La restauration aérienne
L’essor des transports dès le 20e siècle ouvre la voie à un nouveau type de pratique alimentaire : la restauration à bord. Dans les airs, elle rencontre des turbulences avant de prendre son envol. La place manque, le poids est limité et, avant l’invention de la cabine pressurisée, la consommation de boissons en bouteille est périlleuse ! En une génération, la restauration aérienne passe d’un repas frugal et froid mangé le plateau sur les genoux à un ‘voyage’ gastronomique dans les années 1960.
Du plateau sur les genoux au repas gastronomique : l’histoire de la restauration aérienne
Avec l’expansion des transports publics, les compagnies se rendent compte qu’il faut offrir à leurs passagers bien plus qu’un simple trajet d’un lieu à un autre. La restauration à bord est d’abord le privilège des classes sociales aisées pouvant se permettre de voyager dans ces nouvelles machines.

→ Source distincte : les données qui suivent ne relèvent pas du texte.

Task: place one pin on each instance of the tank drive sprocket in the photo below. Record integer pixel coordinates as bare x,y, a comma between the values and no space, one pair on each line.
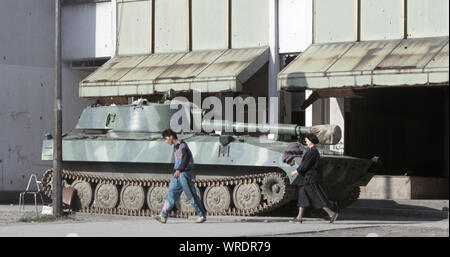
84,193
132,197
273,188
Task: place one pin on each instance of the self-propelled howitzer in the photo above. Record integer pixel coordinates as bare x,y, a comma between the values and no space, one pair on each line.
118,163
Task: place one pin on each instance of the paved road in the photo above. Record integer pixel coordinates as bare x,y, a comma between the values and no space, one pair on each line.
223,226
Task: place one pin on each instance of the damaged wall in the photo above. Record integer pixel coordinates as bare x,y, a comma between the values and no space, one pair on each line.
26,100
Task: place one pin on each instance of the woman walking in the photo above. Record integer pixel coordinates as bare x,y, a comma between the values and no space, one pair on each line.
311,192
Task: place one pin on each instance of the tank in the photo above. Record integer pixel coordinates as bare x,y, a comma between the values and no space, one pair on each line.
118,162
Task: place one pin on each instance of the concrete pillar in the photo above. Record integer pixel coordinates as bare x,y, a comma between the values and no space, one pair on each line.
274,59
337,113
114,27
308,111
446,106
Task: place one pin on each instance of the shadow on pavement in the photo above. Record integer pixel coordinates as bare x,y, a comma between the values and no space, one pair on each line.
371,209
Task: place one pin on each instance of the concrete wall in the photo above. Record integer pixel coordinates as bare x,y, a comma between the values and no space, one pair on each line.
352,20
295,25
26,100
164,26
88,30
337,21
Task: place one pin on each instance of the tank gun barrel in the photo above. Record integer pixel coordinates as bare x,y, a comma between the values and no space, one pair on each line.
327,134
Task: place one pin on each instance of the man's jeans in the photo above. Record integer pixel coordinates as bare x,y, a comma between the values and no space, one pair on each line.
176,187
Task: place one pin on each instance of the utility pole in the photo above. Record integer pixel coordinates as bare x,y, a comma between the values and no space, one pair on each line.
57,123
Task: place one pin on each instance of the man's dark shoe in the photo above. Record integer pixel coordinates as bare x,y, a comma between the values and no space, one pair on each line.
333,218
200,219
295,220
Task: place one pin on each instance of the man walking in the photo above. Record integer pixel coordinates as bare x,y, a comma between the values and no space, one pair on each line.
181,180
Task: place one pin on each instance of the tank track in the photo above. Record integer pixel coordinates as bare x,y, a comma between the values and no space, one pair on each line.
264,206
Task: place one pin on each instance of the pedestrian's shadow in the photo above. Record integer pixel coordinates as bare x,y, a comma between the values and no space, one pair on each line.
372,210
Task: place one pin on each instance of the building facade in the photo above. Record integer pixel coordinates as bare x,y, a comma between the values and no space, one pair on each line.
197,37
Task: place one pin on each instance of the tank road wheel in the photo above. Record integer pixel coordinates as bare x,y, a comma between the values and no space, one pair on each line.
217,199
184,205
106,196
155,197
132,197
84,193
273,188
246,196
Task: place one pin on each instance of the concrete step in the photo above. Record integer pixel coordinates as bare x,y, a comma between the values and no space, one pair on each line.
431,210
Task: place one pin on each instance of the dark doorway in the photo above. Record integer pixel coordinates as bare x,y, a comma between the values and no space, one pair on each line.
406,127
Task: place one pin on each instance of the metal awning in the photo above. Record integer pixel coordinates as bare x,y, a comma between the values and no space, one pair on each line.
366,64
204,71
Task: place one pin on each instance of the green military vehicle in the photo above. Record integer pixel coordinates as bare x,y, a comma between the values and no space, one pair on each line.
118,163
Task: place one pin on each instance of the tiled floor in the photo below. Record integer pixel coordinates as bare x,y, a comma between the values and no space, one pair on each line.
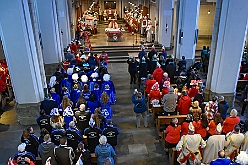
135,146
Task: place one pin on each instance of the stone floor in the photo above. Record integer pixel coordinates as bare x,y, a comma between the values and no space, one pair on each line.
135,146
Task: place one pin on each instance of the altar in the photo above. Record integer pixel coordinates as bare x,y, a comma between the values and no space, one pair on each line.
113,32
114,35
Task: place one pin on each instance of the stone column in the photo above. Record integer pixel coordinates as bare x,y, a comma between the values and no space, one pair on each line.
187,29
64,22
228,46
21,54
165,22
50,32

Les paquebots sont les premiers à offrir de la restauration à bord, et deviennent un modèle pour les chemins de fer qui commencent à proposer ce service dès 1838 aux États-Unis sur la ligne entre Philadelphie et Baltimore. Puis, en 1867, George Pullman introduit les wagons-lits sur la ligne ferroviaire Great Western au Canada. Dans ces véritables hôtels sur rail, les repas fraîchement préparés sont servis à table. Contrairement à ses homologues maritimes et terrestres, la restauration à bord des transports aériens rencontre bien des turbulences avant de prendre son envol.
Les premières lignes aériennes voient le jour peu après la Première Guerre mondiale et servent principalement au transport du courrier. Puis montent à bord des passagers considérés comme un autre type de marchandise à transporter. Dans les avions, les ‘repas’ pris à bord sont sommaires et uniquement réservés au personnel. La place manque, le poids est limité et avant l’invention de la cabine pressurisée, la consommation de boissons en bouteille est périlleuse ! Le développement de l’aéronautique couplée aux avancées de l’industrie alimentaire révolutionne la restauration aérienne. Dès les années 1930, le transport des passagers se développe en masse et la restauration à bord devient une nécessité. Aux États-Unis, United American fait construire des cuisines pleinement équipées dans les aéroports desservis alors que Pan American sert des repas préparés par des restaurants et des hôtels réputés qui se trouvent à proximité. Les repas sont gardés au chaud dans des boîtes isothermes jusqu’au service. Les boissons en canettes d’aluminium se substituent rapidement à celles en bouteilles, grâce à leur légèreté et leur résistance aux changements de pression. On mange encore le plateau sur les genoux avant l’installation de plateaux individuels rabattables.
Dès les années 1950, l’introduction des avions à réaction et l’invention des fours à chaleur tournante révolutionnent la conservation et le service des repas. La capacité augmente tant en nombre de passagers que dans l’espace dévolu au stockage de nourriture. Le temps de vol s’amoindrit et le service devient plus rapide et efficace. L’âge d’or de la restauration aérienne décolle au début des années 1960. Le tout nouveau Boeing 707 introduit la haute cuisine aux passagers de 1re classe : voler n’est plus simplement un moyen de se déplacer, mais devient une expérience gastronomique. Pan American, par exemple, conclut un partenariat avec Maxim’s de Paris, l’un des restaurants les plus réputés de la capitale française. Trans World Airlines développe son propre service Royal Ambassador pour les vols transocéaniques. À son menu : champagne, cocktails et caviar en entrée, viandes et poissons comme plats de résistance (bifteck, filet mignon, rôti d’agneau, coq au vin, filets de sole) avec cuisson à choix, légumes et fruits de saison, et corbeille de petits pains chauds. Le service est individuel, avec rôtis et charcuterie découpés sous les yeux des passagers.
Poulet rôti et chat dans un ballon : un repas en l’air
L’un des premiers repas consommés en l’air a lieu en 1785 au-dessus du sol anglais. Vincenzo Lunardi, aéronaute aventurier, prend avec lui un poulet rôti, des fromages, des salades et du vin à bord de sa montgolfière, ainsi qu’un chat comme compagnon de vol. Malheureusement, le sable utilisé pour lester le ballon se répand sur son pique-nique, mais il réussit à sauver une cuisse de poulet et le vin. Il donne le reste au chat avant de jeter couverts, bouteille et nourriture par-dessus bord sans s’inquiéter où les déchets atterriraient.